Violence, Politics and Catholicism in Ireland
Title | Violence, Politics and Catholicism in Ireland PDF eBook |
Author | Oliver Rafferty |
Publisher | |
Total Pages | 0 |
Release | 2016 |
Genre | Christianity and politics |
ISBN | 9781846825835 |
This collection of essays looks at the interrelated themes of Catholicism, violence and politics in the Irish context in the 19th and 20th centuries. Although much effort was expended by institutional Catholicism in trying to curb the violent propensities of the Fenians in the 19th century and the IRA in the 20th, its efforts were largely unsuccessful. Ironically, Catholicism had greater achievements to boast of in its influence in the British Empire as a whole than over its wayward flock in Ireland. But there was a cost in the church's commitment to British imperial expansion that did not always sit easily with growing nationalist expectations in Ireland. Although it provided support for the British forces in the First World War, by the time of the Second World War the church's views of that conflict differed little from those of the government of independent Ireland, although there were sufficient differences that ensured Catholicism was not just nationalism at prayer.

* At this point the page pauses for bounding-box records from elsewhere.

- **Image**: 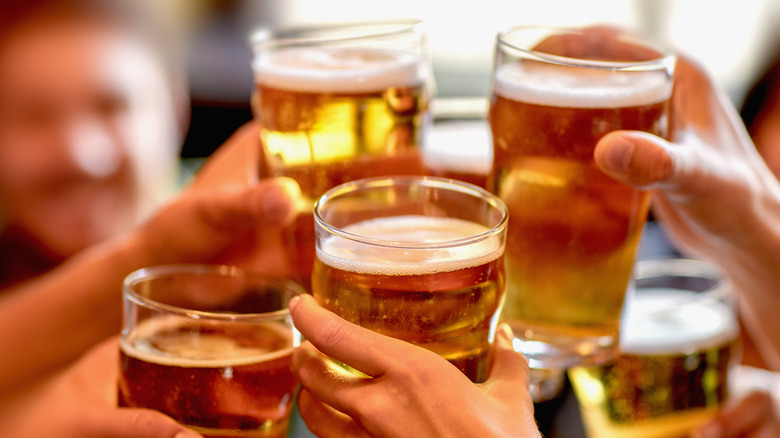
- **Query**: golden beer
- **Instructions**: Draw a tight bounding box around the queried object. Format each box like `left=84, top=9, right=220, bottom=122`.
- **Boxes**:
left=569, top=289, right=739, bottom=438
left=253, top=36, right=428, bottom=285
left=119, top=317, right=297, bottom=438
left=487, top=27, right=671, bottom=368
left=312, top=215, right=505, bottom=382
left=118, top=265, right=305, bottom=438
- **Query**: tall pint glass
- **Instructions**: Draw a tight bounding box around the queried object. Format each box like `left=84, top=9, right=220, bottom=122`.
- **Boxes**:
left=252, top=20, right=431, bottom=287
left=569, top=259, right=739, bottom=438
left=119, top=265, right=304, bottom=438
left=488, top=27, right=674, bottom=368
left=312, top=177, right=507, bottom=382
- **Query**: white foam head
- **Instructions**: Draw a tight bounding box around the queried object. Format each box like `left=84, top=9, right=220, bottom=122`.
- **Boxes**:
left=620, top=289, right=739, bottom=354
left=119, top=316, right=294, bottom=368
left=317, top=215, right=504, bottom=275
left=493, top=63, right=672, bottom=108
left=253, top=48, right=423, bottom=93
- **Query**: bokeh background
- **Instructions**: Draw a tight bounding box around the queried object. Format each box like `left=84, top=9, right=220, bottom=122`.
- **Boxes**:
left=139, top=0, right=780, bottom=157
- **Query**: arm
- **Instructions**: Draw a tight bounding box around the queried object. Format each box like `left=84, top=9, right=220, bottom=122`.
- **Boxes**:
left=594, top=59, right=780, bottom=369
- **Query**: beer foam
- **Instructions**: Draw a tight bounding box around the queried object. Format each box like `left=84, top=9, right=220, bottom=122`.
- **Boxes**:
left=317, top=215, right=504, bottom=276
left=252, top=48, right=423, bottom=93
left=493, top=63, right=672, bottom=108
left=621, top=289, right=739, bottom=354
left=119, top=315, right=294, bottom=368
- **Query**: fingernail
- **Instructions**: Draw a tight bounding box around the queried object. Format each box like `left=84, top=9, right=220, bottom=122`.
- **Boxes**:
left=498, top=324, right=515, bottom=343
left=287, top=295, right=301, bottom=312
left=263, top=184, right=294, bottom=223
left=693, top=421, right=725, bottom=438
left=173, top=430, right=203, bottom=438
left=604, top=136, right=636, bottom=173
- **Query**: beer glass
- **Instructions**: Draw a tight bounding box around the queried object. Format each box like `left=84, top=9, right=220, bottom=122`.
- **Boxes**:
left=252, top=20, right=431, bottom=287
left=487, top=27, right=674, bottom=369
left=312, top=177, right=507, bottom=382
left=569, top=259, right=739, bottom=438
left=119, top=265, right=304, bottom=438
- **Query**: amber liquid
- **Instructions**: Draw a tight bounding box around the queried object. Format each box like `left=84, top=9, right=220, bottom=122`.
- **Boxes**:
left=119, top=318, right=297, bottom=438
left=256, top=78, right=428, bottom=288
left=312, top=217, right=505, bottom=382
left=569, top=291, right=739, bottom=438
left=487, top=66, right=668, bottom=368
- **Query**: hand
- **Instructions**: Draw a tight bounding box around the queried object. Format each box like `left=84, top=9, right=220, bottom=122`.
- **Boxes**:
left=158, top=121, right=302, bottom=277
left=594, top=58, right=780, bottom=368
left=0, top=338, right=200, bottom=438
left=130, top=178, right=299, bottom=274
left=290, top=295, right=540, bottom=437
left=693, top=391, right=780, bottom=438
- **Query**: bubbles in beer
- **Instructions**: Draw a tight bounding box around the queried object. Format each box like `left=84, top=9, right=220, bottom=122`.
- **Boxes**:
left=253, top=48, right=422, bottom=93
left=120, top=316, right=293, bottom=367
left=317, top=215, right=503, bottom=275
left=494, top=63, right=672, bottom=108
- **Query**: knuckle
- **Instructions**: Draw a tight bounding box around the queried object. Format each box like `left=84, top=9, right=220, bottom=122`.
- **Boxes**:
left=318, top=320, right=350, bottom=348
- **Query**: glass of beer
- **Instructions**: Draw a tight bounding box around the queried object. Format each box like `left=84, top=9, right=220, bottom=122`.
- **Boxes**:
left=487, top=27, right=674, bottom=369
left=119, top=265, right=304, bottom=438
left=251, top=20, right=431, bottom=287
left=569, top=259, right=739, bottom=438
left=312, top=176, right=507, bottom=382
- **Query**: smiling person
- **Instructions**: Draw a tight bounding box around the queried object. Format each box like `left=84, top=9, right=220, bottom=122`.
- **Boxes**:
left=0, top=0, right=298, bottom=405
left=0, top=0, right=186, bottom=290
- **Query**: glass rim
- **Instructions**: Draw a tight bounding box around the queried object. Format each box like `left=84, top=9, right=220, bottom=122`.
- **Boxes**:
left=634, top=257, right=732, bottom=316
left=496, top=25, right=677, bottom=75
left=122, top=263, right=306, bottom=322
left=248, top=18, right=423, bottom=52
left=313, top=176, right=509, bottom=250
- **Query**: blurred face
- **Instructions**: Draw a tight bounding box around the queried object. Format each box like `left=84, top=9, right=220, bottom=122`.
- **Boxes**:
left=0, top=22, right=178, bottom=257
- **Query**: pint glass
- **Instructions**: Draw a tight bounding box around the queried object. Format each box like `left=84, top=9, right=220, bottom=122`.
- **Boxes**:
left=569, top=259, right=739, bottom=438
left=119, top=265, right=303, bottom=438
left=312, top=177, right=507, bottom=382
left=252, top=21, right=430, bottom=287
left=488, top=27, right=674, bottom=368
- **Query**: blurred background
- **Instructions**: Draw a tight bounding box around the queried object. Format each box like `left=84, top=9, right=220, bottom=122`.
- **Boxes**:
left=146, top=0, right=780, bottom=157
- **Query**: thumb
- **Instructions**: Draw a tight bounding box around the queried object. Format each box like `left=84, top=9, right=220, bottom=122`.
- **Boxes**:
left=82, top=408, right=202, bottom=438
left=488, top=324, right=529, bottom=388
left=593, top=131, right=722, bottom=195
left=593, top=131, right=674, bottom=187
left=198, top=178, right=301, bottom=229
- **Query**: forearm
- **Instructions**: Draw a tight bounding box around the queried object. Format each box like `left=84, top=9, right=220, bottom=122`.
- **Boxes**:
left=0, top=236, right=143, bottom=396
left=723, top=196, right=780, bottom=370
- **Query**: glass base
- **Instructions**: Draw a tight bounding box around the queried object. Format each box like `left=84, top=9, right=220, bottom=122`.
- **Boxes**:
left=512, top=331, right=620, bottom=370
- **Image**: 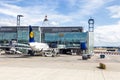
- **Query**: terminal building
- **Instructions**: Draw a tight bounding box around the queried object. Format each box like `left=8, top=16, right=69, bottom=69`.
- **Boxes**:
left=0, top=18, right=94, bottom=53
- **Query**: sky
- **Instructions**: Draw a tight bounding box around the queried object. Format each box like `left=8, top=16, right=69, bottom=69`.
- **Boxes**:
left=0, top=0, right=120, bottom=46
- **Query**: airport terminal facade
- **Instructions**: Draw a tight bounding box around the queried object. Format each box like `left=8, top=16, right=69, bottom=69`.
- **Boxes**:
left=0, top=26, right=94, bottom=52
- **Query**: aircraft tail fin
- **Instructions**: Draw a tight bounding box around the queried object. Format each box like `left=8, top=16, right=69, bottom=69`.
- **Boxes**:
left=29, top=25, right=35, bottom=42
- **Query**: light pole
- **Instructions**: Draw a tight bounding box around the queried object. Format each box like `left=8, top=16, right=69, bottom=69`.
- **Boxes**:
left=16, top=15, right=24, bottom=42
left=17, top=15, right=24, bottom=26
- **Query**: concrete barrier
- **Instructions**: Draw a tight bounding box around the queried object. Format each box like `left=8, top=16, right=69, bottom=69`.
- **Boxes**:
left=99, top=63, right=106, bottom=69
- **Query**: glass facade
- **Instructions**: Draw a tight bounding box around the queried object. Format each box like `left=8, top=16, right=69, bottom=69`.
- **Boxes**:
left=44, top=32, right=87, bottom=47
left=0, top=26, right=88, bottom=47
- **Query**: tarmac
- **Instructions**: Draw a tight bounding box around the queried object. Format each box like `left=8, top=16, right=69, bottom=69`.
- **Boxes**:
left=0, top=54, right=120, bottom=80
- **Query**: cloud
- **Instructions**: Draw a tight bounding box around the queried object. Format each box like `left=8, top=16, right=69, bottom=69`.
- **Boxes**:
left=107, top=5, right=120, bottom=18
left=94, top=24, right=120, bottom=46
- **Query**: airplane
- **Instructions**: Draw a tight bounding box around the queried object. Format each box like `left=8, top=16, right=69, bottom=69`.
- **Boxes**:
left=29, top=25, right=58, bottom=56
left=0, top=25, right=58, bottom=56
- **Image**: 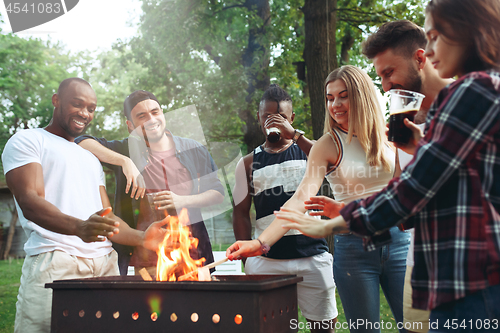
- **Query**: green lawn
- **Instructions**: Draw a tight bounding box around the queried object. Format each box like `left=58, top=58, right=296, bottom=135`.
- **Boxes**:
left=0, top=245, right=398, bottom=333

These and other issues such as religious perceptions of the Famine, Cardinal Cullen's role in shaping the ethos of Irish Catholicism and the role of memory, including religious memory, in Irish violence combine to make this a fascinating study. [Subject: History, Conflict Studies, IRA, Catholicism, Irish Studies, European Studies]
Freedom and the Fifth Commandment
Title | Freedom and the Fifth Commandment PDF eBook |
Author | Brian Heffernan |
Publisher | |
Total Pages | 304 |
Release | 2016-08-26 |
Genre | Clergé |
ISBN | 9781526106520 |
Addresses the War of Independence from a new perspective by focusing on the attitude of the Catholic clergy
Catholics in the American Century
Title | Catholics in the American Century PDF eBook |
Author | R. Scott Appleby |
Publisher | Cornell University Press |
Total Pages | 225 |
Release | 2012-11-15 |
Genre | Religion |
ISBN | 0801465206 |
Over the course of the twentieth century, Catholics, who make up a quarter of the population of the United States, made significant contributions to American culture, politics, and society. They built powerful political machines in Chicago, Boston, and New York; led influential labor unions; created the largest private school system in the nation; and established a vast network of hospitals, orphanages, and charitable organizations. Yet in both scholarly and popular works of history, the distinctive presence and agency of Catholics as Catholics is almost entirely absent. In this book, R. Scott Appleby and Kathleen Sprows Cummings bring together American historians of race, politics, social theory, labor, and gender to address this lacuna, detailing in cogent and wide-ranging essays how Catholics negotiated gender relations, raised children, thought about war and peace, navigated the workplace and the marketplace, and imagined their place in the national myth of origins and ends. A long overdue corrective, Catholics in the American Century restores Catholicism to its rightful place in the American story.